Cybill Shepherd had twins with Bruce Oppenheim
While filming "Moonlighting," Cybill Shepherd began to develop what she calls "debilitating headaches and a back stiff enough to build condominiums" in "Cybill Disobedience." She began to receive "adjustments" from a chiropractor Bruce Oppenheim, and over time, they fell in love. "It didn't seem to matter if I was dating a healthcare professional who was treating me," she writes. "He didn't seem troubled by it either."
They married in 1987, and her publicist told United Press International that she had to be back at work on "Moonlighting" immediately, so they were not able to take a honeymoon. Shepherd was pregnant at the time of her marriage, according to the Los Angeles Times, and they wound up having twins together.
In her memoir, Shepherd shares that she was having trouble on the "Moonlighting" set, and that the way she'd grown up — with parents who gave each other the "silent treatment" — meant she was unfamiliar with productive argument. "Operating under a veil of exhaustion and frustration from work," she writes, "I gave up on my marriage." They divorced a few years after getting married, when their twins were one year old, according to United Press International.
Her 'marriage' to Robert Martin didn't last
Throughout the 1990s, Shepherd was in a long-term relationship with musician Robert Martin, who worked in the music department on her sitcom. Martin was a former member of Frank Zappa's band, and according to an interview in Zappa fan-zine T'Mershi Duween, Martin said he and Shepherd first got together when he wrote transition music for her sitcom "Cybill." He recalled that his work on the show led to another opportunity. "I was called by someone in her band to come and help put together a song she was doing on the Tonight Show, a gospel ballad," he recalled. "We've been together ever since."
Shepherd told the Associated Press (via Deseret News) that it was a marriage in her book, even though they never made it official. "I consider myself married. I might as well be married except for the scary piece of paper that wreaks havoc," she said.

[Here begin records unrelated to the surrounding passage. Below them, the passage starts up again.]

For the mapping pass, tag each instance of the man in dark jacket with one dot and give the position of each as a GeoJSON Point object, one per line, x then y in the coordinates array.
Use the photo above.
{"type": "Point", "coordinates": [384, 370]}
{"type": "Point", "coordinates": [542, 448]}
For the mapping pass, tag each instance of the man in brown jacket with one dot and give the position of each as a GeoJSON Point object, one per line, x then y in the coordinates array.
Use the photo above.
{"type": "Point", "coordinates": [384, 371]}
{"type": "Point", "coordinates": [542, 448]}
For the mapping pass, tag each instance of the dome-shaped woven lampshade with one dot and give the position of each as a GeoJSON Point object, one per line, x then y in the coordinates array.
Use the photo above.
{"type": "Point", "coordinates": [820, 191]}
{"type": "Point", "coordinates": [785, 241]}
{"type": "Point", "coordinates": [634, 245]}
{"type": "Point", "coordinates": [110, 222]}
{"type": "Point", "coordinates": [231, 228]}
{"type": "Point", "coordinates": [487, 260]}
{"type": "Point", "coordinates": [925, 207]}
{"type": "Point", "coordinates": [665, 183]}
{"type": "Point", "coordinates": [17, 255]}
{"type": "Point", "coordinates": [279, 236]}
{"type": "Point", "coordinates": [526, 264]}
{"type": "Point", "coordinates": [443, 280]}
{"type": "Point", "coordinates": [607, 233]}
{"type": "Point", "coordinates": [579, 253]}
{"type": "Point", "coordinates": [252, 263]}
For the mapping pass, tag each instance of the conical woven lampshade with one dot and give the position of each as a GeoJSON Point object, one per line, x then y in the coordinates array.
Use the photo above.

They split in 1998, reportedly because he found her "bossy and snooty," according to the Birmingham Post & Mail. Shepherd was said to be surprised by the sudden end of the relationship. Martin elaborated on the split in an email to a Frank Zappa fansite, writing, "I split with Cybill Shepherd in October of '98 (major political and philosophical differences) and a year later happily reconnected with my former wife." Around the time, Shepherd was well-known for her activism in a number of left-leaning causes, proudly telling the AP, "I use feminist, feminist, feminist, and proud of it."
She found faith after a broken engagement
After her eponymous sitcom "Cybill" ended in 1998, Cybill Shepherd's career slowed down. She continued to work regularly, putting in regular guest spots on shows like "The L Word," "Psych," and "The Client List," but she wasn't as much of a tabloid fixture as she had once been. That's why it was a surprise when Shepherd announced her engagement to a man named Andrei Nikolajevic in 2012. She told the Daily News bluntly, "He was a jeweler. Now, he's a psychologist. He's Serbian."
The two had met through mutual friends, she explained, and she was quite surprised by how well the relationship was going. "I never thought I'd get married again," she said, perhaps a reflection on the fact that her previous two marriages had ended in divorce.
However, while it's unclear what exactly happened with the relationship, Shepherd turned out to be correct; they never actually tied the knot. Speaking with ET several years later while promoting her role in the faith-based film "Do You Believe," Shepherd explained that the dissolution of her relationship led to her finding religion. "I think I had a bit of a broken heart, and there was a part of it that wasn't going to heal, and that's when I turned to Jesus," she said.